Un groupe de manifestants reprend de plus belle. «Djazaïr Hora dimocratia», «echaab yourid iskat ennedham (le peuple veut la chute du pouvoir)». Les policiers chargent. Les manifestants changent de slogans : «Massira silmia.» «Pouvoir assassin.» Il est 11h 45. Sur le trottoir d'en face, des voix s'élèvent «talgouna hna ntardouhoum (lâchez-nous, nous les chasserons)». «Zatla batel (la drogue gratuite)». C'était une contre manifestation qui s'est constituée sous l'oeil conciliant et protecteur de la police. Les brigades anti-émeutes ménageaient avec doigté ces défenseurs du pouvoir qui ont afflué des ruelles reliant la rue Bab Azzoun au boulevard Zighout. Un face-à-face pro et contre le pouvoir a pris ainsi forme. Chaque côté narguait l'autre à coups de slogans. Les pros brandissaient l'emblème national et le portrait de Bouteflika et lançaient les pires insultes, les contre brandissaient aussi l'emblème national et une pancarte «système out !». La situation dégénère. Le camp pro pouvoir a recouru aux jets de pierres. Les policiers n'avaient pas réagi pour les en empêcher. C'est un véritable gâchis.
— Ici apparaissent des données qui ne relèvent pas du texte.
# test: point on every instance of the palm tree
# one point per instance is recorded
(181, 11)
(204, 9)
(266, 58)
 Des «clients» de la banque El Khalifa dissoute se mêlent aux manifestants et réclament «leurs dus». «On est là pour une juste cause, on est sorti pour revendiquer nos droits,» nous dit l'un d'entre eux. «Je fais parti du collectif El Khalifa, depuis 2003, on réclame le remboursement de notre argent mais rien n'a été fait. Le président nous a promis de le faire en 2004 mais rien du tout. On est en face d'un Etat congelé !» lance-t-il. «Je m'appelle Arezki et je combats pour un logement, ça fait 25 ans que j'habite chez mes beaux-parents,» lâche un citoyen en colère. «Je parle au nom de la justice sociale. J'ai écrit 5 fois au président, on m'a répondu mais pour faire une enquête sur ma personne et non pas pour me donner un logement. C'est de la hogra !» s'est-il plaint. Il réclame aussi une attention aux retraités qui ne gagnent précise-t-il, que «15.000 dinars.» Un autre citoyen s'exclame «à qui appartient Alger ? Rendez-nous nos plages de Club des pins et Moretti !». Il est 12h passées. Des manifestations reprennent de plus belle animées par un autre face-à-face des pros et des contre le pouvoir. Il est vite dispersé dans un désordre qui cachera les coups de pied, les coups aux tibias, aux mollets et aux chevilles que les policiers donnaient, sans retenue et sans distinction des foules.